1st Year Performance Review: Luxon is a good team leader & people manager, but not a "PM" who's designing rules & incentives to improve the nation's efficiency and fairness, which is his KPI.

A political leader is a person who has the power to change the rules & laws that govern our lives. A person who sets the rules of the game. That is what defines good government - it sets up the institutional framework of a nation that allows private individuals to prosper. Having done so, politicians should not choose the teams. Just like how governing bodies of sporting groups, like rugby, Formula 1, or cricket, that are responsible for setting the rules of the games, don't choose the teams. Yet across all spheres of government, Luxon is looking more like a PM who accepts rules and tries to up performance, taking those rules as given. In other words, he is turning out to look more like someone who is comfortable managing, and less like someone who is comfortable governing.

What's the evidence? Luxon has already boycotted ACT's David Seymour's proposed legislation that we should be equal under the law. Rule changes on such matters are not territory Luxon likes to enter. Moreover, he is going to keep Health NZ intact, thinking its problems can be solved by putting up a sign, "Under New Management". This week he said that he wants to see “big change” within [Health NZ] given the billions it received in the Budget & current state of the system. “Health NZ needs to be a high-performing organization, because we’re putting big money [in] and I want to make sure it’s a high-performing organization with a great leadership team.” Health NZ is only a big organization receiving big money because of the rules laid down by the government. Those rules ensure that NZ has a highly centralized system, where the government not only pays the bills, but also provides most health services. NZ's system, like the UK's National Health Service, is failing. New rules need to designed. The government should keep paying health bills, either directly or through a social insurance scheme, but the rules must be changed to allow us to individually choose our own health provider, whether it be public or private. The providers should compete on quality. Such a system is ruled out in NZ.

When it comes to Kiwi Rail, the Minister of State Owned Enterprises, Paul Goldsmith, has stated the rules will not be changed. It will not be privatized & neither will any of the State Owned Enterprises in NZ. Instead, Luxon & Goldsmith believe that replacing the Chair & Senior Leadership Team can resolve its problems. Again it is "Under New Management", but rule changes have been ruled out. When Richard Prebble was Minister of State Owned Enterprises, he privatized 22 of them. National will privatize zero.

On and on it goes. It has become clear that the National Party under Luxon will not greatly change the rules of the game that govern banking, nor supermarket, competition. Quite the opposite, the managers running the Big Banks have been canonized by the PM as good, "A- Lister" types, and invited on business trips with him. They've been quietly assured that the rules governing their industry will not be greatly changed.

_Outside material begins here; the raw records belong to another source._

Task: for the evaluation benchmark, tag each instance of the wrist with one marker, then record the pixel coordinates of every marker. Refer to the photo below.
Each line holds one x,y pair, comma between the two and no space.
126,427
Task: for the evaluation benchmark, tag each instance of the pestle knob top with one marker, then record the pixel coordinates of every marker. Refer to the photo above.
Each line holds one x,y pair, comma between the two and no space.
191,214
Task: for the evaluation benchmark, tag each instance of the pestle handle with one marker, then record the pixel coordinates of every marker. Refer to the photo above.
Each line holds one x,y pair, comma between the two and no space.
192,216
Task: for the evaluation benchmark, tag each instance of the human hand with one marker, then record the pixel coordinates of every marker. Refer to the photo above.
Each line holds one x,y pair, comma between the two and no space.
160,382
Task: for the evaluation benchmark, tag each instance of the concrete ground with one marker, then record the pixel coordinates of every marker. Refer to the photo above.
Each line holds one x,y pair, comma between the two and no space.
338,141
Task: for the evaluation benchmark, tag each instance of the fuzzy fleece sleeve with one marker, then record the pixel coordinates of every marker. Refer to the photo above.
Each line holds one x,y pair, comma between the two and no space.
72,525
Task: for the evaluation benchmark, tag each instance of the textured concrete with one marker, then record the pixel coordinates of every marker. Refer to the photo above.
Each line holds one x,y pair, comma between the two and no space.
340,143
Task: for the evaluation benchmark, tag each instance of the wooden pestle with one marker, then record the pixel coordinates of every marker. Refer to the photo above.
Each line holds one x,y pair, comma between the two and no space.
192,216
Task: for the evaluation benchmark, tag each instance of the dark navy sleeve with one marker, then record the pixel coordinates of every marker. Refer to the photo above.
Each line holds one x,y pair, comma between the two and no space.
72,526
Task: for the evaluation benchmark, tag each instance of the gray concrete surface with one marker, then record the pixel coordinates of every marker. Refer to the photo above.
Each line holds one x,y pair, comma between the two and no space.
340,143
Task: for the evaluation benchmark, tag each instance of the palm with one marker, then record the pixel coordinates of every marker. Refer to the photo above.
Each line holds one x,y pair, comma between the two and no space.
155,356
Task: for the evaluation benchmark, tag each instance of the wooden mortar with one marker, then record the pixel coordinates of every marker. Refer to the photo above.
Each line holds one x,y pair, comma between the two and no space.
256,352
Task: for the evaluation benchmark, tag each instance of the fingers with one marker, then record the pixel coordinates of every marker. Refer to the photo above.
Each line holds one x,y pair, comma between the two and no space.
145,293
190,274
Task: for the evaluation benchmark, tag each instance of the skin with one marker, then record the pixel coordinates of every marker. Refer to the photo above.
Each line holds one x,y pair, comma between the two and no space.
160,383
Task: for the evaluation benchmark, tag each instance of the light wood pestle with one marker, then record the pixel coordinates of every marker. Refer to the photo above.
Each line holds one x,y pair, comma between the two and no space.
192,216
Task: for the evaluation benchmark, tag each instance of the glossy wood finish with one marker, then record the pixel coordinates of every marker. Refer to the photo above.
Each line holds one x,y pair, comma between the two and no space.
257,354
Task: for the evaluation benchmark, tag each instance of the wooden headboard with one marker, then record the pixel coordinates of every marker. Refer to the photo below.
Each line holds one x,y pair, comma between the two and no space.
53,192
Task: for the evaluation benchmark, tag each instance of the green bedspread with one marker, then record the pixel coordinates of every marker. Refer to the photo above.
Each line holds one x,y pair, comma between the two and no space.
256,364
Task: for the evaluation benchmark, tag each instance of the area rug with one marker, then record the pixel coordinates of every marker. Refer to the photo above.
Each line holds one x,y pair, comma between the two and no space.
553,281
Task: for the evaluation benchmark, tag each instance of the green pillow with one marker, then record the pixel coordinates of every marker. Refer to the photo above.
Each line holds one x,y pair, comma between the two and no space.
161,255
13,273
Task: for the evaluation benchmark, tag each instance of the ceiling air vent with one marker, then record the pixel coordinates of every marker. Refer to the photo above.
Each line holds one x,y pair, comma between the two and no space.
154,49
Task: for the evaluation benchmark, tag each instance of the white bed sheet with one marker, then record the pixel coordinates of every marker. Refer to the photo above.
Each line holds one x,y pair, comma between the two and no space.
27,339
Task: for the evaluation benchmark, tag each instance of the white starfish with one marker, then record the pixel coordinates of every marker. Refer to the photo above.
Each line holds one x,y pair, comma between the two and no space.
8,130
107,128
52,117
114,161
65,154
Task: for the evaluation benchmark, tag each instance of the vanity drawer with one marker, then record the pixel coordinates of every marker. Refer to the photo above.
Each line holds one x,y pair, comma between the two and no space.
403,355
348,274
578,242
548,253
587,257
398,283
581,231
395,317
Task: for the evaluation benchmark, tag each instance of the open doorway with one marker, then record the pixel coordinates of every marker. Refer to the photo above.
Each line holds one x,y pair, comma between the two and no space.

Will the PM at some stage realize his Key Performance Indicator is not to choose Senior Leadership Teams, but instead design laws & rules that incentivize others to work hard & compete, to create level playing fields & opportunity for all, regardless of how big or small is their firm, regardless of whether they are an A- or C-Lister, regardless of whether they work in the public or private sector, and regardless of their background & ethnicity? From what we know, that is not how he sees his job description. The one he has defined for himself is follows: "I want to make sure it’s [government] a high-performing organization with a great leadership team". Yet most who voted National, ACT & NZ First would prefer government barely existed as an organization & don't care about its leadership teams. But they do care about the rules & laws that govern their everyday lives.